Ailleurs qu'en Ville de Genève, on est aussi passé à l'action. Les SIG offrent un service de conseil en matière d’audit énergétique et d’étude de la pollution lumineuse dans le but de réduire la facture et les nuisances. Mais c’est aux municipalités de passer aux actes. Car l’éclairage public est propriété de l’Etat et des communes. De nombreuses mesures ont déjà été prises, relèvent les SIG. "Depuis deux à trois ans, presque tous les éclairages installés pour les collectivités publiques sont équipés de réducteur et d'abaisseur de lumière ou de détecteur de personnes comme c'est le cas sur la Voie verte, dans le quartier des Vergers à Meyrin, entre autres", explique Olivier Pavesi, responsable de l’unité éclairage et mobilier urbain connecté des SIG. Avec quels résultats? “Désormais, presque 30 % du parc d’éclairage du canton est équipé en éclairage LED et en système de réduction nocturne de l’éclairage aux heures à faible densité de trafic", répond Anne-Claude Steiner, porte-parole des SIG.
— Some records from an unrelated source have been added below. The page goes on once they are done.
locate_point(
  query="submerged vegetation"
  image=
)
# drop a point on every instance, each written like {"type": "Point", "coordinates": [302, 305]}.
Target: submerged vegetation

Pour ne citer que quelques exemple parmi d’autres: Le Grand-Saconnex indique faire partie des précurseurs à Genève dans la réduction de l'intensité lumineuse de son éclairage public. Jean-Marc Comte, maire, explique: "En 2007, dans notre programme de législature, j'ai fait inscrire la réduction de la consommation électrique pour l'éclairage publics. Nous avons fait faire une étude complète par les SIG et cela nous a permis de faire voter au Conseil municipal, en 2009, un crédit important de 680'000 francs qui prévoyait, sur une période de quatre ans, de remplacer la totalité de notre éclairage public, soit avec des sources lumineuses moins énergivores soit avec des systèmes de réduction de la puissance d'éclaire durant la nuit." Ce travail a permis d'économiser en quatre ans 35% de l'énergie électrique nécessaire à l'éclairage, indique-t-il.

En 2018, Carouge a installé des luminaires solaires autonomes dans un parc, comme une vingtaine d’autres communes même si le nombre reste marginal en regard des lampadaires classiques. Elle a également opté pour des lampadaires intelligents avec détecteurs de mouvements.
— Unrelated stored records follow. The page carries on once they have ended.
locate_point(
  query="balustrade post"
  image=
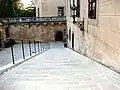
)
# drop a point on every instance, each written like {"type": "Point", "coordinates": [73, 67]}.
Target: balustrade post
{"type": "Point", "coordinates": [12, 52]}
{"type": "Point", "coordinates": [30, 48]}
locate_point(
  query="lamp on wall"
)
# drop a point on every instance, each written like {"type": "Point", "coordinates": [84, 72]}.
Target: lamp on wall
{"type": "Point", "coordinates": [74, 9]}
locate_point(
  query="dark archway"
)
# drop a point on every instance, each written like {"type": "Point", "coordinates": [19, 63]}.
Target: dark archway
{"type": "Point", "coordinates": [59, 36]}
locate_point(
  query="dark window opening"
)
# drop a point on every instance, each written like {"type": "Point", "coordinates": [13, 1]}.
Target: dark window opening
{"type": "Point", "coordinates": [38, 12]}
{"type": "Point", "coordinates": [78, 9]}
{"type": "Point", "coordinates": [7, 32]}
{"type": "Point", "coordinates": [60, 11]}
{"type": "Point", "coordinates": [70, 34]}
{"type": "Point", "coordinates": [59, 36]}
{"type": "Point", "coordinates": [92, 9]}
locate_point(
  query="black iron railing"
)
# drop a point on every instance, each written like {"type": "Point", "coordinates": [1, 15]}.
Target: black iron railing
{"type": "Point", "coordinates": [33, 47]}
{"type": "Point", "coordinates": [33, 19]}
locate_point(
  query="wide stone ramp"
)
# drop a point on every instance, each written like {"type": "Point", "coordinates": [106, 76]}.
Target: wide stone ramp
{"type": "Point", "coordinates": [59, 69]}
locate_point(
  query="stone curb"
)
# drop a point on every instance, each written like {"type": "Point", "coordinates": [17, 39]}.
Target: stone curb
{"type": "Point", "coordinates": [100, 63]}
{"type": "Point", "coordinates": [11, 65]}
Sur les axes routiers aussi on cherche à réduire l'intensité lumineuse aux heures creuses de circulation. Un projet-pilote est ainsi en cours sur la route Suisse, à Versoix, pour adapter le niveau d'éclairage selon la densité de trafic. Olivier Pavesi explique que des détecteurs sont placés au début du tronçon et permettent le comptage de véhicules. "Ils calculent une moyenne sur quinze minutes puis adaptent en temps réel l'éclairage en fonction de la quantité de voitures." Un récent changement de législation fédérale a permis de préciser la quantité d'énergie maximale qui doit être utilisée pour éclaire une route. "En outre, ajoute le spécialiste des SIG, depuis un an il existe une base normative permettant la réduction de l'éclairage en fonction de la densité de trafic." Quid de la sécurité? "Les normes ont été réalisées afin de garantir un niveau d’éclairage optimum en fonction du trafic. La bonne quantité de lumière au bon moment."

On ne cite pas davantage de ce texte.